IMF on Fiscal Councils

The IMF has released a couple of studies on fiscal councils:

Case Studies of Fiscal Councils – Functions and Impact

August, 2 2013

The Functions and Impact of Fiscal Councils

August, 2 2013

5 replies on “IMF on Fiscal Councils”

A Preliminary Report on the Source of Ireland’s Banking Crisis ” by Klaus Regling and Max Watson-page 6:
“This was a plain vanilla property bubble,compounded by exceptional concentrations of lending to property-and notably commercial property”

When the commercial property bubble burst it bankrupted the entire Irish banking sector,which in turn bankrupted the sovereign.

Reckless Irish banks lent billions against the feudal leases i.e. upward-only rent reviews tied to long leases,not aganist the properties themselves ,and created the greatest commercial property bubble in the history of mankind.

The reason Ireland had these ruinous leases was because the sovereign signed them. All Haughey’s bagmen are sovereign landlords.

The Irish Fiscal Advisory Council is a creature of the Troika and it has a restricted mandate from the folk at the Department of Finance who went with the flow during the bubble.

It would of course have been a shock for example if it had been given a role in assessment of party economic proposals at general election time or if it was to report to the Dáil rather than the finance minister.

Australia’s new fiscal council, the Parliamentary Budget Office, reports to parliament, and ‘The Australian’ says on its role in costing economic proposals in the current general election campaign: “The PBO is transforming the politics of election costing but it is taking time for both sides to get used to the new rules of the game.”

In Canada, Kevin Page, the first Parliamentary Budget Officer, who completed his 5-year term last March, had been in a running battle with Jim Flaherty, finance minister, but Page stood his ground.

The Globe and Mail reports that Page went to court late last year after most federal departments balked at handing over details about the spending and staffing cuts announced in the budget.

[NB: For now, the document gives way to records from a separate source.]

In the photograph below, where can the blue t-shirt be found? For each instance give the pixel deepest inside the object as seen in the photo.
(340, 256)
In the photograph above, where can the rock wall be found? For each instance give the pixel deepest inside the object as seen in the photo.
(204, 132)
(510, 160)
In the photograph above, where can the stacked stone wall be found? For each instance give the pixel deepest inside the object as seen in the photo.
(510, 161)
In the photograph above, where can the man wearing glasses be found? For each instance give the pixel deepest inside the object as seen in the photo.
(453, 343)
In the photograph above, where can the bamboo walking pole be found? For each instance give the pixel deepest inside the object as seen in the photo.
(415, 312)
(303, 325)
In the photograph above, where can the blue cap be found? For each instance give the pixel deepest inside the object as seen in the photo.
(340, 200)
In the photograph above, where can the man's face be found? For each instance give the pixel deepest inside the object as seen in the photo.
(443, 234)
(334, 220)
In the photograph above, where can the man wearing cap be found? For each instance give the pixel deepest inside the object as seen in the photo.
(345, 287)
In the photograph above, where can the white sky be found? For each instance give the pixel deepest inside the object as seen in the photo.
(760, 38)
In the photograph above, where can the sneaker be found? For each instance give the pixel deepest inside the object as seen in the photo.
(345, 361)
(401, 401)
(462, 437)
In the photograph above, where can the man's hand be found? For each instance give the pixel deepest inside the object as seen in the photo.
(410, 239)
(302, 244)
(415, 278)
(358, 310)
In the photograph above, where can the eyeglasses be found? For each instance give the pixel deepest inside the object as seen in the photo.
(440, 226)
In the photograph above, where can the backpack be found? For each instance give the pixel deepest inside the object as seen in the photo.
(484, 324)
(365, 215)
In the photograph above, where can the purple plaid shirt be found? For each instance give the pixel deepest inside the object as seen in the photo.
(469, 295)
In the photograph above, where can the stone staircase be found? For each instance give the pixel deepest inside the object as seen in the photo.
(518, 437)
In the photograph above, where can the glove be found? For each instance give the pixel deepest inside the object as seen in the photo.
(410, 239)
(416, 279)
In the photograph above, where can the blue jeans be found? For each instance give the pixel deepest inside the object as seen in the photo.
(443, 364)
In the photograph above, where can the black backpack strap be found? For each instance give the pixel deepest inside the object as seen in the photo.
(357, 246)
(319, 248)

In a report last January, the PBO said spending restraint so far was hitting front-line services while back-office spending continued to rise – exactly the opposite of what Flaherty promised.

If the IFAC interprets its mandate as being restricted to just providing views on macroeconomic forecasts, it is hard to envisage it being taken seriously overtime by the DoF and the public via the media.

That would be the result of a conservative interpretation of the mandate.

However, it is mandated: “To assess whether the fiscal stance of the Government is conducive to prudent economic and budgetary management…”

This is the opening for iconoclasts, if any, to drill down into the detail.

Enterprise/ science spending is likely not the only no-go area in the budget.

Shame on Michael Noonan for taking the default conservative route and it will be shame of the first IFAC if it will continue to play the quiescent role, that is expected of it.

@Michael Hennigan

‘This is the opening for iconoclasts, if any, to drill down into the detail.

There is NO DETAIL. The mandate says nothing_zilch about the HOW and Distribution of Fiscal Adjustment – the HOW remains with the politicos and the civil servants and the submissions from those who must be appeased …. a large black box ….

The Department of Finance this week published a so-called “Memorandum of Understanding with the Fiscal Advisory Council” which at its heart deals with an important function of the Council, namely “endorsement”.

http://finance.gov.ie/documents/publications/mou/mouaug2013fiscalcouncil.pdf

For this year’s budget, the Council will be required to “endorse” the Government’s forecasts and plans. This is a highly politically-inconvenient development because if the Council withholds its endorsement, then the Government loses face domestically and internationally.

Given the concern expressed by the Council in the ability of the DoF to forecast accurately or to have its forecasts resemble eventual reality, there is now the potential for the Council to achieve leverage with the DoF, so that its recommendations aren’t merely acknowledged, noted and then ignored.

One concern from the document though, is that it allows the DoF to assert confidentiality for some information. Presumably, no self-respecting Council would agree to such a term if it were to mean it were to be gagged from revealing vitally important forecast information. Surely, it wouldn’t agree to that. Though it does seem that Prof McHale did lend his signature to the document on 2nd August 2013.